Beim ersten Training von Hannover 96 nach Enkes Tod erzählt Balitsch, dass er und andere Spieler von der Depression des Torwarts gewusst haben.
von  Abendzeitung

Beim ersten Training von Hannover 96 nach Enkes Tod erzählt Balitsch, dass er und andere Spieler von der Depression des Torwarts gewusst haben.

HANNOVER Der Schritt fest, der Blick geradeaus: Edward Kowalczuk und Dirk Bremser waren die Ersten, die um kurz vor 15 Uhr aus Tor 5 des Stadiongeländes von Hannover traten. Der Reha- und der Co-Trainer gingen voran auf dem gemeinsamen Weg in den Alltag zurück – die 150 Meter zum Trainingsplatz hinter dem Stadionbad. Tag eins bei Hannover 96 nach der Trauerfeier für Robert Enke. Ein regnerischer Novembertag, an dem die Mitspieler Enkes wieder funktionieren sollten.

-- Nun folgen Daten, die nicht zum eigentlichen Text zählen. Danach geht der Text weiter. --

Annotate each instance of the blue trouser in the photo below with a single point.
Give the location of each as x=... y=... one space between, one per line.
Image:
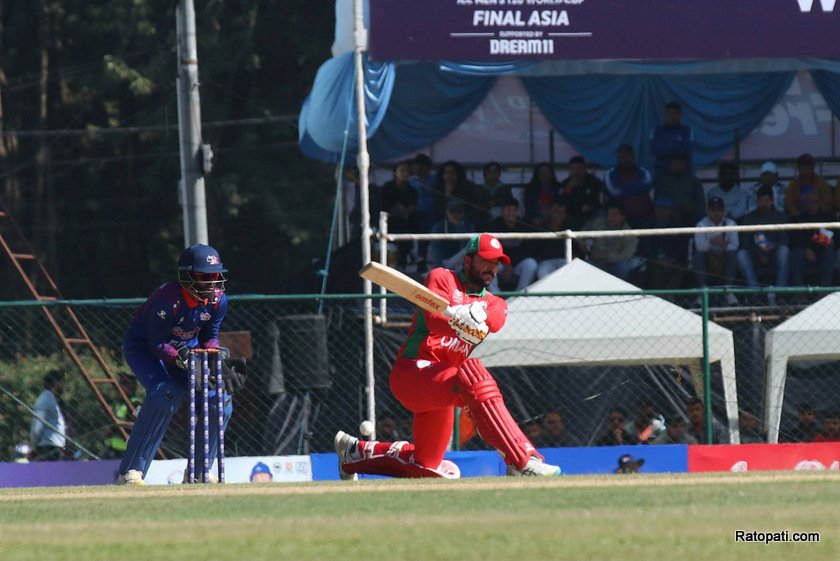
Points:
x=165 y=388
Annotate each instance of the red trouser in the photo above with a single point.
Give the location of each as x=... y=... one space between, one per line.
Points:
x=430 y=394
x=431 y=390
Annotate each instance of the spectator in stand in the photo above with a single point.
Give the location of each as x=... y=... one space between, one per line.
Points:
x=616 y=434
x=551 y=254
x=423 y=179
x=48 y=429
x=806 y=428
x=768 y=177
x=540 y=193
x=807 y=181
x=523 y=267
x=452 y=183
x=715 y=254
x=812 y=250
x=583 y=191
x=399 y=200
x=632 y=186
x=764 y=248
x=696 y=413
x=450 y=253
x=614 y=254
x=647 y=424
x=554 y=433
x=730 y=191
x=674 y=432
x=115 y=444
x=831 y=428
x=749 y=427
x=684 y=189
x=496 y=192
x=666 y=256
x=670 y=139
x=627 y=464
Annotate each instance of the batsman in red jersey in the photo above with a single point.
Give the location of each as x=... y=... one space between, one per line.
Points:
x=433 y=374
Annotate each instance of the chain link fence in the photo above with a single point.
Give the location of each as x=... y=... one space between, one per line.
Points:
x=307 y=372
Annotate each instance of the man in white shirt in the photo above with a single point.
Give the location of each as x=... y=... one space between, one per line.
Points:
x=715 y=254
x=48 y=426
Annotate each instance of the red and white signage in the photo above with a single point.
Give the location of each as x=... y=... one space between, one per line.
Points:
x=765 y=457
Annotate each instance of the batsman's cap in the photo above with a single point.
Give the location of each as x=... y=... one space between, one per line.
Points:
x=487 y=247
x=715 y=202
x=200 y=258
x=768 y=167
x=626 y=460
x=260 y=467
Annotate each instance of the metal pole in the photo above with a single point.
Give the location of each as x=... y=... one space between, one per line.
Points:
x=189 y=128
x=383 y=258
x=360 y=45
x=707 y=372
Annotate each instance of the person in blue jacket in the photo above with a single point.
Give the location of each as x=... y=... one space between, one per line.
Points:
x=177 y=317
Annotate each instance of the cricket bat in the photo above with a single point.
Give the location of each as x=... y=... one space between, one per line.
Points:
x=405 y=286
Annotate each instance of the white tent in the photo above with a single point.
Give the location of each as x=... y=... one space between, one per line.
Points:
x=809 y=335
x=616 y=330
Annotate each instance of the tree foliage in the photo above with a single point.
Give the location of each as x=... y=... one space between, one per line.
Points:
x=89 y=152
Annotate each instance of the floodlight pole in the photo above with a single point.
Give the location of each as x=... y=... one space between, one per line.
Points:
x=359 y=46
x=194 y=157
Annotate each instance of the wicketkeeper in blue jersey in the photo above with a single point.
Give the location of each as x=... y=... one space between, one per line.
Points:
x=176 y=318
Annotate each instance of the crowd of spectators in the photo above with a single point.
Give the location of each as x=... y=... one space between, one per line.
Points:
x=421 y=199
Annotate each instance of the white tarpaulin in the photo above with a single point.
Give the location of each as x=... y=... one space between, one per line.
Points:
x=617 y=330
x=809 y=335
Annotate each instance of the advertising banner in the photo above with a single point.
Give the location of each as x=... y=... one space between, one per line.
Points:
x=488 y=30
x=764 y=457
x=242 y=469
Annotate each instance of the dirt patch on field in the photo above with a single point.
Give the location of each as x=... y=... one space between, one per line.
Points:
x=385 y=486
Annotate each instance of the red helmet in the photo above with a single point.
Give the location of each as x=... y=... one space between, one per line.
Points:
x=200 y=272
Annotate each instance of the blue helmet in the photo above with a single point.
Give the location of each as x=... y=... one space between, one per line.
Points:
x=200 y=272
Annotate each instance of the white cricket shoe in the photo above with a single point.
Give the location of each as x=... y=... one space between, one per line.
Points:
x=132 y=477
x=535 y=467
x=347 y=448
x=200 y=478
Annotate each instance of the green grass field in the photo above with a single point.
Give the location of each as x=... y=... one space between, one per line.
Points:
x=642 y=517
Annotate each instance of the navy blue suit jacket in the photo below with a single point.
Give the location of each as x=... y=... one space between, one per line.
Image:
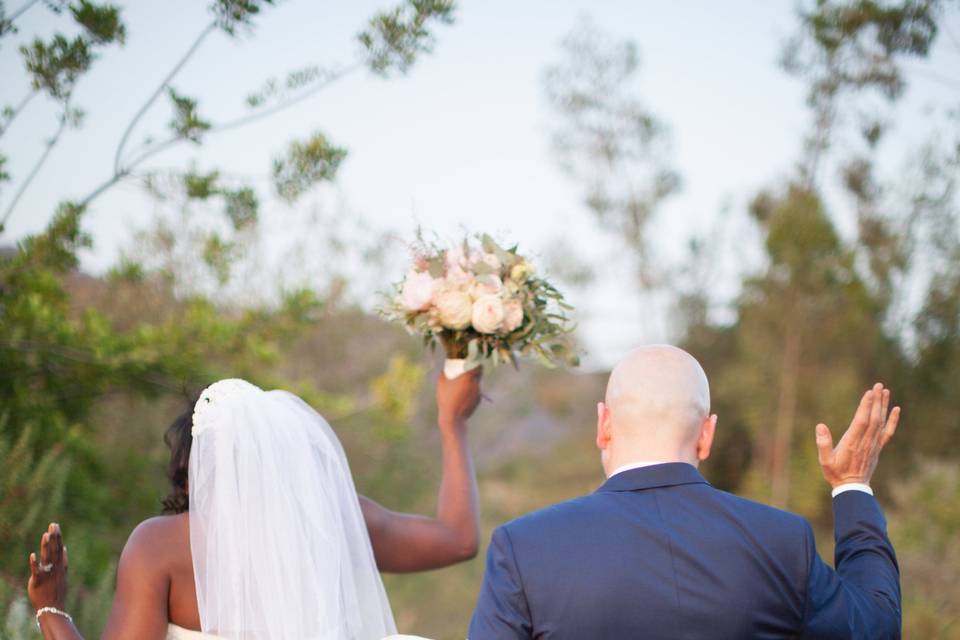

Andreas Bergmann, der Chefcoach, fehlte wegen einer Grippe, aber 18 Profis machten das, was man in einer Trainingsstunde so tut: laufen, dehnen, passen, spielen. Und doch wirkte die Szenerie unheimlich. Am Stahlzaun der Übungsstätte hängen rote Rosen, vor dem Fanshop erinnert ein Meer aus Kerzen, Schals und Bildern an Enke.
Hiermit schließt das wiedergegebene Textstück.